Com modelos de aprendizagem mistos, a profissional refere que «as empresas devem disponibilizar programas e ferramentas», ao mesmo tempo em que «as pessoas devem procurar outro tipo de aprendizagens para além daquelas que são oferecidas pelas organizações».

Nesse sentido, a oradora assume-se defensora de um modelo misto, que contempla o self based, em que as pessoas têm liberdade para apreender os planos e os programas disponibilizados pela empresa. «A formação base deve ser da empresa, mas acho que temos de encontrar qual é o melhor modelo de aprendizagem para que as pessoas consigam estar motivadas e cumprir os planos da organização», acrescenta.

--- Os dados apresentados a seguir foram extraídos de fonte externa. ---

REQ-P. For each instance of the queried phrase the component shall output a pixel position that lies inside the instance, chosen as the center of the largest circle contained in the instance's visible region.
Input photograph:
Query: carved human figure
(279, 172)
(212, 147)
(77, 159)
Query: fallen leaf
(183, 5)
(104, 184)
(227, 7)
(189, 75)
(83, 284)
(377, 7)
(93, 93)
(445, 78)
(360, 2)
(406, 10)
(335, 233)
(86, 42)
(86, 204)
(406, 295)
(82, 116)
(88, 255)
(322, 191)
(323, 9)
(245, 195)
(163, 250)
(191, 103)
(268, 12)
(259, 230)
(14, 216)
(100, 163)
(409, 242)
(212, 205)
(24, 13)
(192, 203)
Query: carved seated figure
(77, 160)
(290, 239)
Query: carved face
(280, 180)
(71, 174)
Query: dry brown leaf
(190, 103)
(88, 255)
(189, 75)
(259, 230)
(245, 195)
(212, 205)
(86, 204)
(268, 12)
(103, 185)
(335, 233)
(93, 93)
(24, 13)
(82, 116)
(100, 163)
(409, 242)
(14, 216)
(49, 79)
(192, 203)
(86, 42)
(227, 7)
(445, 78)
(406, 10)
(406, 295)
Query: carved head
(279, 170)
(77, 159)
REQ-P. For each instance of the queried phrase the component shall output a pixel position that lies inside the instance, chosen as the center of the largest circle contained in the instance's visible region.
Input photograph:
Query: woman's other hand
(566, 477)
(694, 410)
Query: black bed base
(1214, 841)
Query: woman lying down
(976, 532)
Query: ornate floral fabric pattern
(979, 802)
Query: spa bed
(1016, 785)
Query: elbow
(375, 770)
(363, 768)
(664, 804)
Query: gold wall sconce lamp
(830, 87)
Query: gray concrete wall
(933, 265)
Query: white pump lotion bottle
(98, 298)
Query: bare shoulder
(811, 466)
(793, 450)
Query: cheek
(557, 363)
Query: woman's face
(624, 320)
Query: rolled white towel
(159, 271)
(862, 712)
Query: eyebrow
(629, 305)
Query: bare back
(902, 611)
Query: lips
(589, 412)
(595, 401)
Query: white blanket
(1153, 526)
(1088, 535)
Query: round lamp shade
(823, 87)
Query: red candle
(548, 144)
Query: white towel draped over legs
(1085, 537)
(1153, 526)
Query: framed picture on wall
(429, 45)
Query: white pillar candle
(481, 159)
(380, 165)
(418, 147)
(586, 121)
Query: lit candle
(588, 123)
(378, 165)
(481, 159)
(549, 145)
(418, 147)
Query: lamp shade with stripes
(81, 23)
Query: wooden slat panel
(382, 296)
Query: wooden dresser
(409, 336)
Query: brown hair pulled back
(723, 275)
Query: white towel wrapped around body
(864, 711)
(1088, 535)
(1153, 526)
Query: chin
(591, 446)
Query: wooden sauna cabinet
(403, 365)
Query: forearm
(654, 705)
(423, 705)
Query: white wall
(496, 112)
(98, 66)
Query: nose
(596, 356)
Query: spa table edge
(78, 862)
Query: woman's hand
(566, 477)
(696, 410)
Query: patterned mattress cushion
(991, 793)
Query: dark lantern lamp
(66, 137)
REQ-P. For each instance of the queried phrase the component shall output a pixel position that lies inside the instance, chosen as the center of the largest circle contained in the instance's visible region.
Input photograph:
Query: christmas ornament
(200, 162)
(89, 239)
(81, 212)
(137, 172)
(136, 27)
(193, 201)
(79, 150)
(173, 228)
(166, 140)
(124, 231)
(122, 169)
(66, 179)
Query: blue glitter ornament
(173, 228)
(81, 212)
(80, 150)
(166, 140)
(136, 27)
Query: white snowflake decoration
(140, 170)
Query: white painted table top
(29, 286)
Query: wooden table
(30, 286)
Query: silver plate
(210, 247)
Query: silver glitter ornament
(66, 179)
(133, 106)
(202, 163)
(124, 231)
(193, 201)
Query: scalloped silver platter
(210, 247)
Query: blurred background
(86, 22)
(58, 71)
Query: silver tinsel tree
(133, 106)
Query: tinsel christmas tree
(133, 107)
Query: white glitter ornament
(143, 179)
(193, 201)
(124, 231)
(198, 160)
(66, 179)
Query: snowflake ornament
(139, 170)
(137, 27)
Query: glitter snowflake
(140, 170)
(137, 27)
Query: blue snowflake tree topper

Quanto às expectativas dos colaboradores em relação ao desenvolvimento de competências, Catarina Azevedo refere que a «maioria dos talentos ainda atribui a responsabilidade do desenvolvimento de competências à empresa». Com uma perspectiva diferente, Ana Porfírio revela que a Jaba Recordati «deixou do lado dos profissionais a escolha dos conteúdos que pretendem desenvolver».

Desta forma, do ponto de vista técnico, tecnológico e das competências humanas, a directora de Pessoas da farmacêutica considera que «é mais fácil» para o colaborador construir a sua própria jornada, em vez de esta ser imposta pela empresa.  «As curvas de aprendizagem das nossas pessoas não são todas iguais. Portanto, queremos garantir, não de uma forma transversal, que pelo menos algumas das ferramentas sejam construídas pelos colaboradores de acordo com as suas necessidades», acrescenta.

Inteligência Artificial

Relativamente ao impacto da transformação tecnológica e da consequente introdução da Inteligência Artificial (IA), a directora de Recursos Humanos da Jaba Recordati revela que a empresa tem projectos-piloto em algumas áreas de negócio e fábrica, ao nível internacional.

Dentro de portas, a responsável admite que ainda não têm nenhuma tecnologia de IA em funcionamento, embora deixe a seguinte ressalva: «não me parece que o caminho do desenvolvimento de competências para trabalhar com IA seja tão diferente daquele que temos hoje para trabalhar com programas digitais». Para a oradora, trata-se de uma questão de mindset. Por um lado, afirma que deve existir a necessidade de «uma auto-consciência por parte dos colaboradores e chefias, relativamente a onde estão, para onde querem ir e como pretendem fazer esse caminho».

Por outro, Ana Porfírio também alerta para a forma como os colaboradores podem capitalizar, de forma benéfica, a utilização da IA, recorrendo, posteriormente, a uma analogia utilizada num artigo da Harvard Business Review. «Quando estamos num avião em piloto automático, a Inteligência Artificial faz tudo, mas quando há algum alerta, desliga-se o piloto automático e tem de ser o próprio piloto a tomar as decisões. Acho que esta é uma analogia muito feliz», enaltece.

Aliada à utilização da IA, a oradora destaca, ainda, três vectores essenciais para este desenvolvimento de competências: «aumento da curiosidade e procura do conhecimento para utilizar novas ferramentas; lideranças capazes de liderarem e de se auto-liderarem; e, por último, todos os profissionais na óptica de fomentarem competências e vivenciarem experiências inovadoras».

A KMPG lançou o seu próprio programa de IA e Catarina Azevedo deixa vários elogios a esta nova ferramenta de trabalho, que ajuda a «simplificar várias tarefas e processos que antes eram realizadas pelas pessoas». A profissional aborda ainda a «lógica do desenvolvimento horizontal», como a acumulação de competências, e reforça que «os processos ficam muito mais simplificados com a Inteligência Artificial, porque estão à distância de um clique».

Já sobre o «desenvolvimento vertical», a directora de Pessoas da consultora mostra-se reticente e explica que «as pessoas precisam de saber reflectir sobre determinadas competências e fazer as perguntas concretas». Tendo por base o surgimento de novas competências com o avanço tecnológico, a responsável alerta as empresas para a necessidade de «saber gerir pessoas altamente alavancadas numa ferramenta de trabalho como a Inteligência Artificial».

Para terminar o debate, Vanda de Jesus questionou sobre a percentagem atribuída pelas respectivas empresas ao desenvolvimento de hard e soft skills. Cerca de 30% para competências técnicas, relacionadas com tecnologias, e 70% para competências de desenvolvimento pessoal, concordaram ambas as oradoras.